Constraints On Ultra-High Energy New Physics From Cosmic Rays

Deligny cleverly uses ulta-high energy cosmic rays as a natural experiment to discern limits on possible new high energy physics beyond the Standard Model of Particle Physics (BSM) at energies well beyond those that can be explored in existing, and even next generation, particle colliders.

Various phenomena of physics beyond that of the Standard Model could occur at high scale. Ultra-high energy cosmic rays are the only particles available to explore scales above a few dozens of TeV. Although these explorations are much more limited than those carried out with colliders, they provide a series of constraints in several topics such as tests of Lorentz invariance, dark matter, phase transitions in the early universe or sterile neutrinos. Several of these constraints are reviewed in these proceedings of UHECR2024 based on searches for anomalous characteristics in extensive air showers or searches for ultra-high energy gamma rays and neutrinos.

O. Deligny, "Various constraints on BSM physics from extensive air showers and from ultra-high energy gamma-ray and neutrino searches" arXiv:2501.19322 (January 31, 2025).
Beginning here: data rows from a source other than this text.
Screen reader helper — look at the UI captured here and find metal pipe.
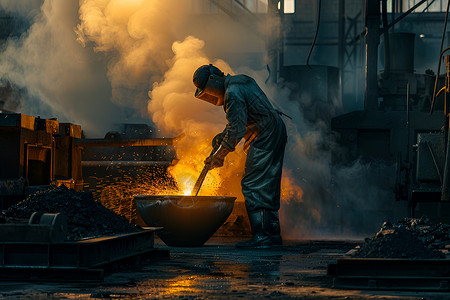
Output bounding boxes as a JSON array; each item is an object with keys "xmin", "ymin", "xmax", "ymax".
[
  {"xmin": 279, "ymin": 0, "xmax": 285, "ymax": 79},
  {"xmin": 406, "ymin": 81, "xmax": 410, "ymax": 164},
  {"xmin": 382, "ymin": 0, "xmax": 391, "ymax": 76},
  {"xmin": 442, "ymin": 118, "xmax": 450, "ymax": 201},
  {"xmin": 338, "ymin": 0, "xmax": 345, "ymax": 103},
  {"xmin": 351, "ymin": 0, "xmax": 426, "ymax": 46},
  {"xmin": 306, "ymin": 0, "xmax": 321, "ymax": 69},
  {"xmin": 441, "ymin": 55, "xmax": 450, "ymax": 201},
  {"xmin": 364, "ymin": 0, "xmax": 380, "ymax": 111},
  {"xmin": 266, "ymin": 0, "xmax": 280, "ymax": 84},
  {"xmin": 380, "ymin": 0, "xmax": 427, "ymax": 35},
  {"xmin": 431, "ymin": 0, "xmax": 450, "ymax": 114},
  {"xmin": 404, "ymin": 81, "xmax": 411, "ymax": 204},
  {"xmin": 77, "ymin": 138, "xmax": 174, "ymax": 147},
  {"xmin": 76, "ymin": 133, "xmax": 184, "ymax": 148},
  {"xmin": 422, "ymin": 0, "xmax": 437, "ymax": 13},
  {"xmin": 431, "ymin": 46, "xmax": 450, "ymax": 114},
  {"xmin": 426, "ymin": 141, "xmax": 443, "ymax": 185},
  {"xmin": 391, "ymin": 0, "xmax": 395, "ymax": 27}
]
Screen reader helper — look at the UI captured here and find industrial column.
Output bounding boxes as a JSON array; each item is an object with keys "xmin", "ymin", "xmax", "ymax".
[
  {"xmin": 364, "ymin": 0, "xmax": 380, "ymax": 111},
  {"xmin": 266, "ymin": 0, "xmax": 281, "ymax": 84}
]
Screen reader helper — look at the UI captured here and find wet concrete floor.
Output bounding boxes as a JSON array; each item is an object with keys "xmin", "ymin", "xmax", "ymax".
[{"xmin": 1, "ymin": 237, "xmax": 450, "ymax": 299}]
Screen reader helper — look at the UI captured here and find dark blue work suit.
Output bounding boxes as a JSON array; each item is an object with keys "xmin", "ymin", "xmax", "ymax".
[{"xmin": 213, "ymin": 74, "xmax": 287, "ymax": 213}]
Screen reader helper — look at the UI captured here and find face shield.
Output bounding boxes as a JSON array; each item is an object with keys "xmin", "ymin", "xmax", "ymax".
[
  {"xmin": 193, "ymin": 65, "xmax": 225, "ymax": 106},
  {"xmin": 194, "ymin": 74, "xmax": 225, "ymax": 106}
]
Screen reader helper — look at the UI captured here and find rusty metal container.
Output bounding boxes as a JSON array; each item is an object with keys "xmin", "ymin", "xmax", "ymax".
[{"xmin": 134, "ymin": 195, "xmax": 236, "ymax": 246}]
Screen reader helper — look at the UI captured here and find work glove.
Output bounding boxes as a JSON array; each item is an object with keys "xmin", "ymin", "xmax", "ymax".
[
  {"xmin": 204, "ymin": 145, "xmax": 230, "ymax": 170},
  {"xmin": 212, "ymin": 131, "xmax": 226, "ymax": 148}
]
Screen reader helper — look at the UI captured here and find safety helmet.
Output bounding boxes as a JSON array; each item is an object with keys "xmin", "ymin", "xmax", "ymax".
[{"xmin": 193, "ymin": 64, "xmax": 225, "ymax": 106}]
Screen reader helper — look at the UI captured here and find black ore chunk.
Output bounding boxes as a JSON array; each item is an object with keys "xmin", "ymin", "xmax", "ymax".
[
  {"xmin": 3, "ymin": 185, "xmax": 138, "ymax": 241},
  {"xmin": 353, "ymin": 227, "xmax": 445, "ymax": 259}
]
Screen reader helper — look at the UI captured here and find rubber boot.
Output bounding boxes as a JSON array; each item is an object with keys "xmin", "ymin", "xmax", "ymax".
[
  {"xmin": 266, "ymin": 210, "xmax": 283, "ymax": 246},
  {"xmin": 236, "ymin": 210, "xmax": 272, "ymax": 249}
]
The body text discusses the following constraints, most of which are rather obscure:

1. Lorentz Violation.

If Lorentz violation (i.e. deviations from special relativity) exists, a certain parameter the suppresses neutral pion decay would be negative, which would also allow individual photons to decay without interacting with other particles. This parameter is observationally constrained by be not smaller than negative 6 parts per 10^21.

In general, the observational constraints on Lorentz violation from this source, as well as from other methodologies, are extremely strict, but can't entirely rule out extremely slight Lorentz violations.

2.  Superheavy dark matter particles

Constraints on superheavy dark matter particles including "inflatons" and spin 3/2 gravitinos can be established:

Other observational astronomy constraints not mentioned also disfavor ultra-heavy dark matter particle candidates, even in the parts of the parameters space where cosmic ray observations alone allow them.

3. Early Universe Phase Transitions

Cosmic strings "are regions of space-time that remain in a symmetry unbroken phase due to boundary conditions that topologically restrict their decay." These would spontaneously decay in the very early universe resulting in a phase transition as the U(1) symmetry and force that holds these strings together completely disappears as the universe cools decaying into still very high energy beyond the Standard Model particles that decay into Standard Model particles.

The energies at which such a phase transition could occur are constrained by ultra-high energy cosmic ray observations.

4. Anomalous Ultra-High Energy Sterile Neutrinos

The body text notes that:

In the SM, the neutrino-nucleon scattering cross-section increases with the energy of the incoming neutrino. Consequently, ultra-high-energy neutrinos may only propagate through the Earth for relatively short distances of the order of O(100) km.

Since the path through Earth to upwards to a neutrino detector is more than 100 km for all but the most grazing angles of approach relative to the surface of the Earth, ultra-high energy neutrinos aren't expected from that direction. But "two “anomalous” radio pulses [have been] observed with the ANITA instrument compatible with EASs developing in the upward direction and inconsistent with SM expectations[.]" 

Efforts have been made to devise SM and BSM explanations for these two outlier data points. An explanation of these anomalies with BSM neutrino physics that could both produce these anomalies, and not produce significantly more anomalies than were observed by ANITA, however, is quite constrained.

One of the less radical BSM neutrino physics possibilities is a sterile neutrino the evades interaction with nucleons in the Earth because it has no weak force interactions until it oscillates into an active high energy neutrino shortly before it reaches the detector. The allowed parameter space of such a sterile neutrino in terms of the oscillation probability U to a sterile neutrino, and the sterile neutrino mass has been established subject to certain assumptions and is shown in the chart below. This mostly limit a sterile neutrino explanation to sterile neutrinos with more than 4 GeV in mass but less than 16 GeV in mass (compared to significantly less than 1 eV for the most massive active neutrino mass, which is ten orders of magnitude smaller), and a probability of transitioning to from sterile neutrino to an active neutrino that is probably in the range of 10^-5 to 10^-6. These parameters are far outside the range that has been suggested by weak anomalies in other searches for sterile neutrinos (which are themselves mutually inconsistent with each other).

Less frequent transition probabilities for a heavy sterile neutrino are discouraged by a lack of close enough sources to produce two ultra-high energy sterile neutrino events, while laboratory based sterile neutrino searches rule out more frequent transition probabilities.

These transition probabilities are four to six orders of magnitude smaller than any of the PMNS matrix neutrino oscillation probabilities, and are two to four orders of magnitude smaller than the smallest CKM matrix probabilities of W boson mediated transitions between first and third generation quark flavors (which differ in mass by five orders of magnitude). Sterile neutrinos of less than 4 GeV masses are also disfavored as an explanation.

This is the only experimental data suggestive of sterile neutrinos with these parameters.